Xiuyan crater [Photo: sina.com]
Xiuyan is located in a region of low mountains and hills, close to the Shaozi River. The bowl-shaped crater is 1,800 meters wide and has an average depth of 150 meters. Its discovery ended a decades-long search that began after the Barringer Meteor Crater in Arizona, U.S., became the first confirmed crater in the world in the early 1960s. While more than 170 craters have been identified all over the world, none of them were in China.
But now, the curator of the Jilin Meteorite Museum in neighboring Jilin Province, says craters have been found in "many places" of China, including Jilin. Ding Hongyi, the curator, did not name the specific places of any alleged craters. Jilin is famous for having meteor showers, and the museum exhibits thousands of meteorite samples and pieces. The Jilin No. 1, the largest meteorite in the world, weighs 1,770 kilograms and has attracted 5 million visitors over the past 30 years.
Sun Keqin, a geographer at the China University of Geosciences, said the crater was verified through scientific measures that cannot be refuted.
"Everyone wants to lay claim to being the home of the first meteor crater," Sun said. "The local government has put a lot of emphasis on getting economic benefits for developing tourism through these craters."
Indeed, Xiuyan officials are already scrambling to develop the crater for tourism and research. They said the initial development plan has been finished with plans to establish a geological park. Chen Ming, the leader of the research team that discovered the crater, said the crater will help for studies into Earth's formation and evolution, as well as probes to the moon and into outer space.
Chen, who works at the Chinese Academy of Sciences' Guangzhou Institute of Geochemistry, has been looking for a crater in China since 2006 after more than a decade of research on the impact of celestial bodies, which include meteors. He and his team began drilling at the site of the Xiuyan crater in March 2009 after targeting the Liaoning area for his first place to look. Several scientists before Chen had explored Xiuyan before – in 1982 and 2000 – but none had ever produced any evidence of a crater.
It took only six months for Chen and his team to find some. In a sample taken from deep underground, they found coesite, a mineral rock that forms under very high pressure, providing strong evidence for a meteorite impact event.
"I was lucky," Chen said. "I found all the evidence I need in this one hole."
Geologists usually drill five to six holes in a line for rock samples to boost their chances of finding what they need. Chen drilled only one hole, 11 centimeters wide, in the middle of the crater.

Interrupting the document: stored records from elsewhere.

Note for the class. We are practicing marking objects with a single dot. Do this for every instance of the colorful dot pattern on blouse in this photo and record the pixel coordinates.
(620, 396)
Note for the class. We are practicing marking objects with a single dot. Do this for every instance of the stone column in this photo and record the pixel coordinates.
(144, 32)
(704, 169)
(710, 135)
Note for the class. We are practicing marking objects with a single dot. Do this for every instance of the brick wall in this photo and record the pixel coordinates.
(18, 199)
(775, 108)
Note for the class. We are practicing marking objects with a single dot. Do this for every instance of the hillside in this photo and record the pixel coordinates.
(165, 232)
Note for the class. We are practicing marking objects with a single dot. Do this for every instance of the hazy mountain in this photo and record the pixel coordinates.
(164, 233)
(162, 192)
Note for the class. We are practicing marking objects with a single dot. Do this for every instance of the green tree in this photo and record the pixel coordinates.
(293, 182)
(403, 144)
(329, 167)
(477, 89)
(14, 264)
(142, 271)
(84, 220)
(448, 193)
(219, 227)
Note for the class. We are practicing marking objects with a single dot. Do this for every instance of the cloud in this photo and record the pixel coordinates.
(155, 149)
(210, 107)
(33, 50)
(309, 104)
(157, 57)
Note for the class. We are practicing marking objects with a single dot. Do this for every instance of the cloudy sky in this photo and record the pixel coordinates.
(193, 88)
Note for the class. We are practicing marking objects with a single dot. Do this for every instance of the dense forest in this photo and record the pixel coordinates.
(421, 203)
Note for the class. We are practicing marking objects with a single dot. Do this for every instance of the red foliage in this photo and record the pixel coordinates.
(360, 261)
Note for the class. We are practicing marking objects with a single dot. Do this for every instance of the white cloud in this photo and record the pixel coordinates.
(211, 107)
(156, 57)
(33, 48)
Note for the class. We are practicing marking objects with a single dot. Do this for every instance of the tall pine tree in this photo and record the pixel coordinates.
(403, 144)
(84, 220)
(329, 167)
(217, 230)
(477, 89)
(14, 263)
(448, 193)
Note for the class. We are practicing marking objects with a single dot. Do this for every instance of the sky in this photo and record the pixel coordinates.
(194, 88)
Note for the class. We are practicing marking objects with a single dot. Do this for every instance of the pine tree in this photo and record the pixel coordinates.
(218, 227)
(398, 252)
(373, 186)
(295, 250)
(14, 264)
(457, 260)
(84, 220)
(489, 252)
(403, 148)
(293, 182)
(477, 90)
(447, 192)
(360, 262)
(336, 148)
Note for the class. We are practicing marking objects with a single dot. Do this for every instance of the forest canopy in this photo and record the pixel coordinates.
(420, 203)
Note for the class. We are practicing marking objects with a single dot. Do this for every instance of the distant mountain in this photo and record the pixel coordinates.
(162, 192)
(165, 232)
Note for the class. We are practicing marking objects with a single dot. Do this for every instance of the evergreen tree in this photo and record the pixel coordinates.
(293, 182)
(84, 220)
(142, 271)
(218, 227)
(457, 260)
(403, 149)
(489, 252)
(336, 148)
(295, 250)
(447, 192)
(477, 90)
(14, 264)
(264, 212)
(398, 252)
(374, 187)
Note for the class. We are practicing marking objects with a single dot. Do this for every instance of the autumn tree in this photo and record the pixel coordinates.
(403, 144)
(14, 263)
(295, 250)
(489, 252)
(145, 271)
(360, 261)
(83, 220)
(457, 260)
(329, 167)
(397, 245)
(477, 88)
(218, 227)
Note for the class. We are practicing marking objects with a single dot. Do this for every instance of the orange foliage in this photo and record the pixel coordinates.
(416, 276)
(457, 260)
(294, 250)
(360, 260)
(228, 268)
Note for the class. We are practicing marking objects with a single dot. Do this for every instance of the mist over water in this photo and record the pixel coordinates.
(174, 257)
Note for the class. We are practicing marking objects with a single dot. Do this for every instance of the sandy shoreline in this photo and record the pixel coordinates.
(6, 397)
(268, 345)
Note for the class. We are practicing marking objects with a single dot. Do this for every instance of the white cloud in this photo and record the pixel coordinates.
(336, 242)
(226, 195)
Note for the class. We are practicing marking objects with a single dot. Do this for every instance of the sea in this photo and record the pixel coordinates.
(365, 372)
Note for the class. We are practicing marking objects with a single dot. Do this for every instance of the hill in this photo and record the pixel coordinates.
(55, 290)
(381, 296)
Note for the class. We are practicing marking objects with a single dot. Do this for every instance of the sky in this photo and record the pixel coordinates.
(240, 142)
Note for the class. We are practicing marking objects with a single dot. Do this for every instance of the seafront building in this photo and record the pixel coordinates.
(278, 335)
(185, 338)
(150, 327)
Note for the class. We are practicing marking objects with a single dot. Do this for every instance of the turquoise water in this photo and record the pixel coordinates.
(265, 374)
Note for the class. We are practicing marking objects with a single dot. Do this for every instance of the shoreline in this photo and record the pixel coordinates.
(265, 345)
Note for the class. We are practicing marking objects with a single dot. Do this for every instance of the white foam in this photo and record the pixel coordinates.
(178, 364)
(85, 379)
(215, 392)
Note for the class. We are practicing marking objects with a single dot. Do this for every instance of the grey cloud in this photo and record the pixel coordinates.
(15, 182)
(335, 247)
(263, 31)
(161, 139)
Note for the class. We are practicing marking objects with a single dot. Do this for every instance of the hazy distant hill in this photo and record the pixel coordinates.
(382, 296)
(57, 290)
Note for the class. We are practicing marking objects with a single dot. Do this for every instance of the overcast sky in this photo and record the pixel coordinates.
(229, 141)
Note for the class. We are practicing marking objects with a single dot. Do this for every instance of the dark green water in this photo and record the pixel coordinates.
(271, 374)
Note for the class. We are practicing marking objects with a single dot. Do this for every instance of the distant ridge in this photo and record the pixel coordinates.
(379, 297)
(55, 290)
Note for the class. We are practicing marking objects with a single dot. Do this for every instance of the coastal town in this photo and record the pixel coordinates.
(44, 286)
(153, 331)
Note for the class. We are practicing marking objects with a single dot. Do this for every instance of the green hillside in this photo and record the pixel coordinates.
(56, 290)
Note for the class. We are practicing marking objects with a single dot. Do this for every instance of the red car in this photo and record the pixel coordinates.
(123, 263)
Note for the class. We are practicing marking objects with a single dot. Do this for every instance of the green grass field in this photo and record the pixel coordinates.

Chen said that according to estimations, the diameter of the meteorite that formed the crater was less than 100 meters, while the energy from the blast would have been insufficient to pierce through the Earth's crust. He said that no chemicals could have been released to form minerals, but the impact was large enough – the equivalent of 400 to 500 Hiroshima atomic bombs – to vaporize the meteorite.